At this point I looked at the wikipedia page for Bergmo again, specifically the section titled Music. The name Donizetti was familiar - I'd just been looking at a photo of his (death)bed on Harrison's blog. So of course I went on to wikipedia: Gaetano Donizetti. And since I am not particularly knowledgeable about opera (I just know of the "popular" ones), I'd never read anything about him. I was fascinated by the story of his declining health and the attempted treatments as he was dying from syphilis. A lot of my interest has to do with how incredibly large the population of syphilis sufferers was, and how the disease was discussed in coded language of the time (because, gasp, sex). Donizetti's case is a perfect example of how this sexual disease caused further suffering in the population of wives and children of the infected: his wife,Virginia, gave birth to three children, none of whom survived, and later herself died - all of which could have been in part due to having been infected by her husband.

 

I found an interesting study of Donizetti's case, and the way he wrote about madness in his operas here:

 

Donizetti and the music of mental derangement: Anna Bolena, Lucia di Lammermoor, and the composer's neurobiological illness.
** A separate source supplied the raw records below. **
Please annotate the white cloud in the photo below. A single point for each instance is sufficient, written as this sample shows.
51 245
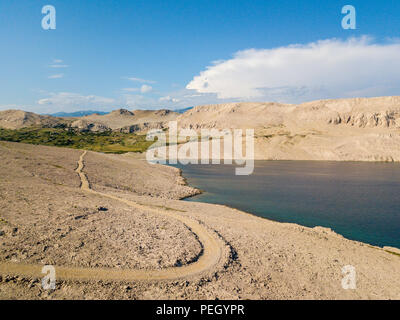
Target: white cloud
145 88
73 101
324 69
141 80
168 99
56 76
131 89
58 66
E. Peschel and R. Peschel, Yale J Biol Med. 1992 May-Jun; 65(3): 189–200. (pdf, 13 pages long, main page with abstract)

 

Don't be put off by that citation format - this is a very readable look at the story of his illness, and interesting descriptions of scenes in his operas. Here's a quote (I've removed the citations because I was too lazy to type, and for some reason Adobe wouldn't let me copy a quote):

 

"By January 1846, Donizetti's deterioration was so great that his nephew, Andrea Donizetti, had three Parisian specialists in mental diseases examine him...

 

[document produced by the doctors:]
"...They believe that M. Donizetti no longer capable of calculating sanely the significance of his decisions... Summing up, they believe that M. Donizetti should be placed for the present in an establishment designed for the treatment of mental alienations."


By one of those cruel tricks that well-meaning but misguided people sometimes use when they think they are "helping" someone whose mental status is compromised, Dr. Ricord, Donizetti's nephew Andrea, and Donizetti's manservant did not tell the composer that they were taking him to a mental institution. Instead, they made him think that they were accompanying him to Vienna, where he was due in mid-January as a court composer. When they reached the mental clinic in Ivry, they lied. They told Donizetti that his carriage had broken down and that they had to stay in a hotel while it was being repaired. Then they locked him up.


When Donizetti could no longer be duped into believing that his carriage had broken down, Dr. Moreau de Tours, the asylum's director, told him that his manservant had been involved in a robbery and that it was being investigated by the police. Becoming more confused and realizing that he was locked up, Donizetti thought that he himself was under arrest. At this time he wrote some distressful - and distressing - letters."    (p 191-192)

 

And the paper provides quotes from various letters. Even if you're not interested in the parts about opera, just the first four pages describing Donizetti's illness and treatment are worth reading. Because this is the treatment you'd get if there were people that wanted you to get well, and someone had money to pay for it - it's easy to imagine how this scenario could be worse if you were poor and friendless.

 

Randomly there's a cephalophore moment in this paper, because one of the operas Donizetti wrote that has a scene of madness is Anna Bolena.

 

Jumping back to famous people from Bergamo, here's just one more thing that I have to mention: Enrico Rastelli (1896-1931). It's not often you bump into a world famous juggler, not to mention one that has a statue of him juggling on his tomb. There's a link to video on his wikipedia page, and on this page - Juggling Hall of Fame: Enrico Rastelli - there's more links, detail about the type of juggling, and two posters with really lovely artwork.

 

So, yeah, that did bounce all over the place. My web wanderings never do seem to be linear.